Libyen rehabilitiert

Die Regierung Gaddafi feiert die bevorstehende Aufhebung derUN-Sanktionen gegen Libyen als Ende ihrer Konfrontation mit dem Westen

von DOMINIC JOHNSON

Für Muammar al-Gaddafi ist es die Erfüllung eines alten Traums. „Eine neue Seite in unseren Beziehungen zum Westen“ verkündete Libyens Revolutionsführer in einer Fernsehansprache am Sonntagabend, als er eine Einigung mit Frankreich über Terrorentschädigung ankündigte.

Frankreich war die letzte Hürde für Libyens Rückkehr in die Staatengemeinschaft. 170 Menschen, zumeist Franzosen und Kongolesen, waren am 19. September 1989 bei der Explosion des Linienfluges Brazzaville–Paris über der Wüste von Niger ums Leben gekommen. 1999 sprach ein französisches Gericht sechs Libyer, darunter einen Schwager Gaddafis, wegen des Anschlags schuldig. Bereits damals wies Libyen jede Schuld von sich, offerierte jedoch 33 Millionen US-Dollar Entschädigung, 194.000 Dollar pro Opferfamilie. Nun hat die von Gaddafis Sohn Saif al-Islam geleitete Gaddafi-Stiftung die Summe aufgestockt. „Wir haben einen für alle annehmbaren Kompromiss gefunden“, erklärte gestern die Stiftung.

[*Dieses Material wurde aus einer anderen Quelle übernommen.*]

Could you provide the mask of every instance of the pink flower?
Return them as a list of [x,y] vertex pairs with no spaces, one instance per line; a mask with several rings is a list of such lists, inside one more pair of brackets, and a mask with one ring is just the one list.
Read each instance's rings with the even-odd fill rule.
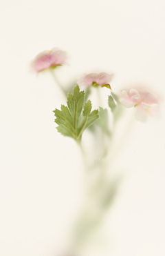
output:
[[144,90],[131,89],[122,91],[120,102],[125,108],[135,107],[135,117],[140,121],[146,121],[148,115],[154,115],[159,109],[157,97]]
[[78,86],[98,86],[107,87],[109,89],[111,89],[109,84],[113,75],[108,75],[104,72],[101,73],[90,73],[88,75],[85,75],[81,77],[78,80]]
[[66,52],[60,49],[44,50],[35,57],[32,63],[32,68],[38,72],[50,68],[56,68],[63,64],[66,58]]

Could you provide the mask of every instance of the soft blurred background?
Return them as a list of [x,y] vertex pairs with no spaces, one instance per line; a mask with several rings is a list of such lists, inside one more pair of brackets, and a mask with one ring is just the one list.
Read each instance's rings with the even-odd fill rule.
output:
[[[164,12],[163,0],[1,1],[1,255],[58,256],[83,194],[80,153],[54,122],[65,99],[49,73],[30,72],[31,60],[58,47],[69,56],[56,70],[64,86],[105,71],[114,92],[144,84],[164,101]],[[105,239],[83,255],[164,255],[164,102],[159,118],[135,121],[113,162],[122,180]]]

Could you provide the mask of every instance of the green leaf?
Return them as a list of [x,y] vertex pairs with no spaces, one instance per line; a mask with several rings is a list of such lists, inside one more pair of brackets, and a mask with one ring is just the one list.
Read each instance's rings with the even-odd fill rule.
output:
[[102,130],[107,133],[108,135],[111,135],[111,132],[108,124],[108,110],[107,108],[104,109],[99,107],[98,111],[99,119],[96,121],[96,124],[98,125]]
[[[80,92],[78,86],[74,88],[74,93],[67,95],[67,106],[61,105],[60,110],[56,109],[55,122],[57,130],[64,136],[80,139],[85,129],[98,118],[98,110],[91,110],[91,102],[89,100],[84,105],[85,93]],[[82,115],[82,110],[83,108]]]
[[109,96],[108,104],[109,104],[109,108],[111,108],[112,112],[113,112],[116,107],[116,105],[111,95]]
[[[111,95],[112,95],[112,97],[109,96],[109,106],[111,108],[111,110],[112,110],[113,114],[114,122],[116,123],[119,119],[120,116],[122,115],[124,108],[123,108],[122,104],[121,104],[121,103],[119,101],[118,96],[116,95],[113,92],[111,92]],[[110,97],[111,97],[111,98],[110,99]],[[116,102],[116,104],[115,108],[113,108],[112,100],[113,100],[113,99],[115,99],[115,101]],[[113,101],[114,101],[114,100],[113,100]],[[114,102],[114,104],[115,104],[115,102]]]

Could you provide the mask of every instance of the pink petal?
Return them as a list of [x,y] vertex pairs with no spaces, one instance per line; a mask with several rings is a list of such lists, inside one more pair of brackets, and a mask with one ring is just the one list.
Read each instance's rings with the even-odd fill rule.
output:
[[136,104],[135,102],[131,101],[129,100],[129,98],[120,98],[120,101],[124,105],[124,106],[126,108],[132,108],[133,106]]
[[109,75],[104,72],[98,74],[98,84],[99,86],[103,86],[104,84],[109,84],[111,82],[113,75]]
[[44,51],[38,54],[32,63],[32,69],[36,72],[49,68],[50,66],[51,63],[49,51]]

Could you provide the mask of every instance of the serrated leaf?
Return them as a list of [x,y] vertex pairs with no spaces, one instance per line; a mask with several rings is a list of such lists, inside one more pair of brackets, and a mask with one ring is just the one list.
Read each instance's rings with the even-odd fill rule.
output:
[[67,106],[61,106],[60,110],[56,109],[55,122],[58,125],[57,130],[64,136],[80,139],[85,129],[98,118],[98,110],[91,110],[91,102],[84,104],[84,92],[80,92],[78,86],[74,88],[74,93],[68,93]]
[[111,95],[109,95],[109,96],[108,104],[109,104],[109,108],[111,108],[111,110],[112,110],[112,112],[113,112],[114,110],[115,110],[115,108],[116,108],[116,103],[114,101],[114,99],[113,99],[113,97],[111,97]]

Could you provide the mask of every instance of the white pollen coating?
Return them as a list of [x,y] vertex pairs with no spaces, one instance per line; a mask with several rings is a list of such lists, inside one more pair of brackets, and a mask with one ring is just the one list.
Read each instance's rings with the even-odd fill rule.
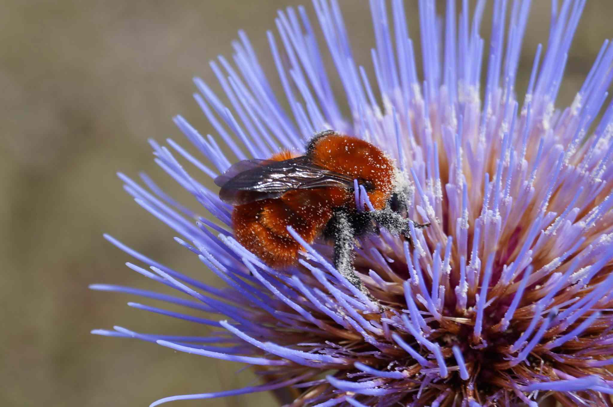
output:
[[[300,405],[533,407],[557,392],[564,405],[608,405],[599,397],[613,394],[603,356],[610,345],[599,341],[610,335],[613,319],[613,304],[605,299],[613,286],[613,103],[606,97],[613,46],[604,43],[572,105],[560,106],[556,99],[584,0],[554,2],[550,40],[537,47],[532,66],[520,64],[525,27],[541,23],[529,20],[528,0],[495,0],[487,8],[479,0],[474,13],[468,1],[448,0],[442,12],[439,2],[417,2],[419,37],[411,39],[402,1],[392,0],[390,14],[389,2],[371,0],[371,59],[352,53],[356,28],[346,30],[335,0],[314,1],[316,21],[303,7],[279,12],[278,32],[267,33],[270,53],[259,56],[272,58],[275,72],[264,72],[240,33],[235,66],[224,57],[211,64],[227,97],[195,81],[213,134],[204,137],[175,118],[202,157],[174,141],[168,147],[151,142],[156,162],[208,217],[147,178],[153,193],[120,176],[139,205],[181,242],[194,242],[181,245],[227,284],[223,290],[116,244],[161,271],[154,279],[232,319],[216,331],[235,341],[224,357],[244,362],[248,354],[247,362],[282,367],[253,389],[278,382],[315,395]],[[490,8],[492,34],[482,38],[480,24],[488,18],[482,13]],[[335,72],[327,71],[328,58]],[[525,95],[514,83],[520,69],[531,73]],[[283,91],[272,91],[273,81]],[[401,222],[406,217],[409,236],[376,233],[376,225],[360,223],[364,214],[352,212],[355,218],[347,215],[333,236],[313,244],[299,228],[286,228],[280,240],[299,247],[299,260],[269,267],[232,237],[232,202],[204,185],[232,163],[253,170],[259,162],[243,160],[281,149],[302,154],[314,135],[330,130],[389,155],[390,190],[406,204],[394,215],[402,212]],[[269,192],[257,188],[246,190]],[[270,199],[281,200],[284,190]],[[362,190],[351,193],[359,207],[368,203]],[[264,211],[254,215],[265,217]],[[257,226],[246,233],[280,225]],[[367,231],[357,236],[359,228]],[[333,243],[346,249],[337,263]],[[267,247],[264,238],[260,245]],[[317,345],[299,351],[297,343]],[[206,348],[197,346],[200,353]],[[218,357],[223,346],[208,356]]]

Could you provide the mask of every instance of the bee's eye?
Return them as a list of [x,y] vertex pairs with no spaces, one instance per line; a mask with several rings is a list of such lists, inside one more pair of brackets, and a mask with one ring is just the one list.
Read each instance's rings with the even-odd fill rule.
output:
[[362,182],[360,182],[360,184],[364,185],[364,189],[366,189],[367,192],[372,192],[375,190],[375,184],[373,184],[372,181],[364,179],[362,180]]

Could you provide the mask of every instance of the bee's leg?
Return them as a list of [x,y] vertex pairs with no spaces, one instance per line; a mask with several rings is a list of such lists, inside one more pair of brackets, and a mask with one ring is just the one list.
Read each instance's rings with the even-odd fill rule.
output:
[[413,222],[413,226],[417,229],[421,229],[430,225],[430,223],[417,223],[410,219],[407,219],[389,207],[368,213],[370,214],[375,222],[389,230],[392,234],[402,235],[408,239],[411,238],[409,232],[411,222]]
[[324,235],[334,241],[334,267],[356,288],[364,290],[362,280],[356,273],[353,261],[356,255],[356,231],[345,211],[336,211],[328,222]]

Der „Kompromiss“ war nötig geworden, weil sonst Frankreich ein Ende der UN-Sanktionen gegen Libyen blockiert hätte. Am 15. August hatte Libyen in einem Brief an die UNO die zivilrechtliche Verantwortung für den Terroranschlag übernommen, bei dem bei der Explosion eines US-Flugzeuges über dem schottischen Lockerbie am 21. Dezember 1988 270 Menschen umgekommen waren, und für den am 31. Januar 2001 zwei Libyer von einem in den Niederlanden tagenden schottischen Gericht zu lebenslanger Haft verurteilt wurden. Libyen sagte auch Entschädigung in Höhe von 2,7 Milliarden Dollar zu – 10 Millionen pro Opfer. Daraufhin brachten Großbritannien und Bulgarien im UN-Sicherheitsrat einen Resolutionsentwurf zur Aufhebung der Sanktionen gegen Libyen ein. Frankreich jedoch war empört, dass „seine“ Opfer viel weniger Geld kriegen sollten als die von Lockerbie. Paris drohte mit Veto, sollte Libyen nicht nachbessern. Gestern nun sagte Frankreichs Außenminister Dominique de Villepin, einem Sanktionsende stehe nichts mehr im Wege.

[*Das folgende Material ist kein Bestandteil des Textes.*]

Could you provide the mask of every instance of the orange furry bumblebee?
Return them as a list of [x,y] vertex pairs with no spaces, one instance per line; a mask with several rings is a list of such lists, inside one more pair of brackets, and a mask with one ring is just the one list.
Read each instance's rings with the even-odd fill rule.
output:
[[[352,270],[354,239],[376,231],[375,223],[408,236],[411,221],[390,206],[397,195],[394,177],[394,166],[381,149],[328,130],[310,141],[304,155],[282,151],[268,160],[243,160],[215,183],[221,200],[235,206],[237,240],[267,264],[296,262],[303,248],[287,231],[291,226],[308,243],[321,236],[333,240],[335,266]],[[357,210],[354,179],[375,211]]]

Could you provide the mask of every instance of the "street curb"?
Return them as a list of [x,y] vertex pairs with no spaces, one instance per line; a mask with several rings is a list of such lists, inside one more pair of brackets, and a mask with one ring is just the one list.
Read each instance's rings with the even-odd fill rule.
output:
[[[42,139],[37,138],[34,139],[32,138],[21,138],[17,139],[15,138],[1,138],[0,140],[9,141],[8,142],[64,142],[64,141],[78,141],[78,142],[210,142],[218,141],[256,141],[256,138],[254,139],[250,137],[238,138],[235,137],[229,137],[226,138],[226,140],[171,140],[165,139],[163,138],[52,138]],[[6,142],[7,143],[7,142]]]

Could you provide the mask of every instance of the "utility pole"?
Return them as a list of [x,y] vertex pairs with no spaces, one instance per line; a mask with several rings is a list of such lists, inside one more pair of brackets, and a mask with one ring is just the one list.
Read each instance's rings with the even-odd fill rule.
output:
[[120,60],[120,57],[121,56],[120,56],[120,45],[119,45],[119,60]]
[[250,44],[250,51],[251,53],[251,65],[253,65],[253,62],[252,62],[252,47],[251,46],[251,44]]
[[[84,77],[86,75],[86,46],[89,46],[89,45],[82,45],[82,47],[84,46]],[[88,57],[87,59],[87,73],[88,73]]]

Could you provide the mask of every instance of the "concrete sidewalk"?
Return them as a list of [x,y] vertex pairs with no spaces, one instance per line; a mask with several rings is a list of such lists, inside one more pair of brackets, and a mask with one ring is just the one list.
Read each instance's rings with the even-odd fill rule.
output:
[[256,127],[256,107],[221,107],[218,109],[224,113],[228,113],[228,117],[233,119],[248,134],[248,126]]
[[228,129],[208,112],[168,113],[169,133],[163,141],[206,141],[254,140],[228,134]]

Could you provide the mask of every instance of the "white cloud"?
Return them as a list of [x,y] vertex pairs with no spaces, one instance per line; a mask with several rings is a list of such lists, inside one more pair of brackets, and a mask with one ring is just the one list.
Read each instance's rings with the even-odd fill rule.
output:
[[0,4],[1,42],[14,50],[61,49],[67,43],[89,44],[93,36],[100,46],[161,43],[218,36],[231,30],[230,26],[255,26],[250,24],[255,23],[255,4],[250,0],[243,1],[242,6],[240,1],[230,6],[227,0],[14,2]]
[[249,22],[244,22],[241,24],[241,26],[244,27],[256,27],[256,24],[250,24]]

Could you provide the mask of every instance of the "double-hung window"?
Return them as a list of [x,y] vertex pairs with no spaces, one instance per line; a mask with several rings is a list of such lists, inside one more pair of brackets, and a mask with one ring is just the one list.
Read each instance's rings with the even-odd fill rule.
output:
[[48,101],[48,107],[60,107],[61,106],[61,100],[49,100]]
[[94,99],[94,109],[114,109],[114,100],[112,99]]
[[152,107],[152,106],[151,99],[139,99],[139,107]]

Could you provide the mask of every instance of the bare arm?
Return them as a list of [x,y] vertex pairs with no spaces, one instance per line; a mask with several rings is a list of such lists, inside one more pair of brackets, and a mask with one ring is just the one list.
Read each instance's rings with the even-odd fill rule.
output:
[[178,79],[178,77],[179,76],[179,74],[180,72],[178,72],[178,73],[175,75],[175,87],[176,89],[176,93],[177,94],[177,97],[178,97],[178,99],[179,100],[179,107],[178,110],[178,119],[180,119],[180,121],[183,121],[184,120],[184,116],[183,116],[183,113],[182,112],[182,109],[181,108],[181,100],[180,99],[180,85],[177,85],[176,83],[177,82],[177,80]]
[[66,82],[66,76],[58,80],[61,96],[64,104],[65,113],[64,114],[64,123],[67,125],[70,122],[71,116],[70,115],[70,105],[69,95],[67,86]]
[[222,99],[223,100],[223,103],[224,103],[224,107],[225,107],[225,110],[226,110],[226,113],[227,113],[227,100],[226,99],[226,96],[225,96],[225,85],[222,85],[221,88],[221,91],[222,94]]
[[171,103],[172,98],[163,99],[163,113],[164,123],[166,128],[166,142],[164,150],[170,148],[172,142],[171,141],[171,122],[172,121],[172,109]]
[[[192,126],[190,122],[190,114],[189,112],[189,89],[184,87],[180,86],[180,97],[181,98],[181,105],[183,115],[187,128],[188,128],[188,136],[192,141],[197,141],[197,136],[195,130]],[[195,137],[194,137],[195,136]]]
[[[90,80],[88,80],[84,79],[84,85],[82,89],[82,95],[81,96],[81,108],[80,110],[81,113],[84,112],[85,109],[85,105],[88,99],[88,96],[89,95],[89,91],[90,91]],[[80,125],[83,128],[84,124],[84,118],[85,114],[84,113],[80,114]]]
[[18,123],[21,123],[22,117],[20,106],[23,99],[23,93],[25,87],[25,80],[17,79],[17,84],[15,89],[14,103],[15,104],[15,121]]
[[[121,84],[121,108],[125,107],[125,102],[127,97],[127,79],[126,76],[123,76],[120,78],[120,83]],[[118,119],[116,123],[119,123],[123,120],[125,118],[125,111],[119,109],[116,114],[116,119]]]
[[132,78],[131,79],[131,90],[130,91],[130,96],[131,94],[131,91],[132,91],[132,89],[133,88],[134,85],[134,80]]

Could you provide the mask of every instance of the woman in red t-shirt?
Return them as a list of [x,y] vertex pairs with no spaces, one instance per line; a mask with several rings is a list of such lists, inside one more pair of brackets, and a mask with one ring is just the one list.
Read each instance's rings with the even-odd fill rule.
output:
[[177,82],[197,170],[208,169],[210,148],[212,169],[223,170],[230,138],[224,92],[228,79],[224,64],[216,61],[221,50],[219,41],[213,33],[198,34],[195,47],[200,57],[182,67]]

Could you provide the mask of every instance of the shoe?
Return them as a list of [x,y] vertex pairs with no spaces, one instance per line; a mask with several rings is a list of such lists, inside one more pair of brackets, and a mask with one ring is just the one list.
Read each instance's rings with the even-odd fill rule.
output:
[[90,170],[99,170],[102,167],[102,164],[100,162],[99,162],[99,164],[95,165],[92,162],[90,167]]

Offiziell stellt Libyen die Deals als Ende einer fünfzehn Jahre alten Konfrontation mit dem Westen dar, das den Weg für Auslandsinvestitionen ebnet. Saleh Ibrahim von der libyschen Wissenschaftsakademie sagte, Gaddafi wolle vermeiden, dass Libyen den Weg des Irak gehe und er selbst den Weg Saddam Husseins. Libyen knüpft jedoch die komplette Auszahlung der Entschädigungssummen an die Aufhebung des seit dem „La Belle“-Anschlag von 1986 geltenden totalen US-Handelsembargos gegen Libyen, das real viel größere Auswirkungen hat als das ohnehin seit 1999 provisorisch suspendierte Flug-, Waffen- und Ölinvestitionsembargo der UNO. Die Familien der Hinterbliebenen, so die libysche Hoffnung, sollen entsprechenden Druck auf die US-Regierung ausüben.

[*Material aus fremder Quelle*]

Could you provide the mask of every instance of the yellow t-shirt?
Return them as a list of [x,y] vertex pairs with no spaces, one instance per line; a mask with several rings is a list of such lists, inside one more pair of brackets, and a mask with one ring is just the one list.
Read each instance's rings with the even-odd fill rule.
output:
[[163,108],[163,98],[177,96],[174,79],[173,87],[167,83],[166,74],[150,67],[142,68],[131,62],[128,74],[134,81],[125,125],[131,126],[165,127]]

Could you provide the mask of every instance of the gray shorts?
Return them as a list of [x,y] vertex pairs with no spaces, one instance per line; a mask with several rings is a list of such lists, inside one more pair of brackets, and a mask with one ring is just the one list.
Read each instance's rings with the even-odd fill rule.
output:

Der neue libysche Vorschlag einer Entschädigung der „La Belle“-Opfer soll die USA gnädig stimmen. „Die Gaddafi-Stiftung hat vor, die ‚La Belle‘-Opfer zu entschädigen“, erklärte die Stiftung letzten Donnerstag, „aber diese Initiative bedeutet weder ein Schuldeingeständnis noch eine Übernahme von Verantwortung.“ Dies verlangt Deutschland jedoch seit einem entsprechenden Gerichtsurteil vom 13. November 2001. Gestern dagegen nannte die Bundesregierung die Erklärung der Stiftung ein „neues und positives Element“.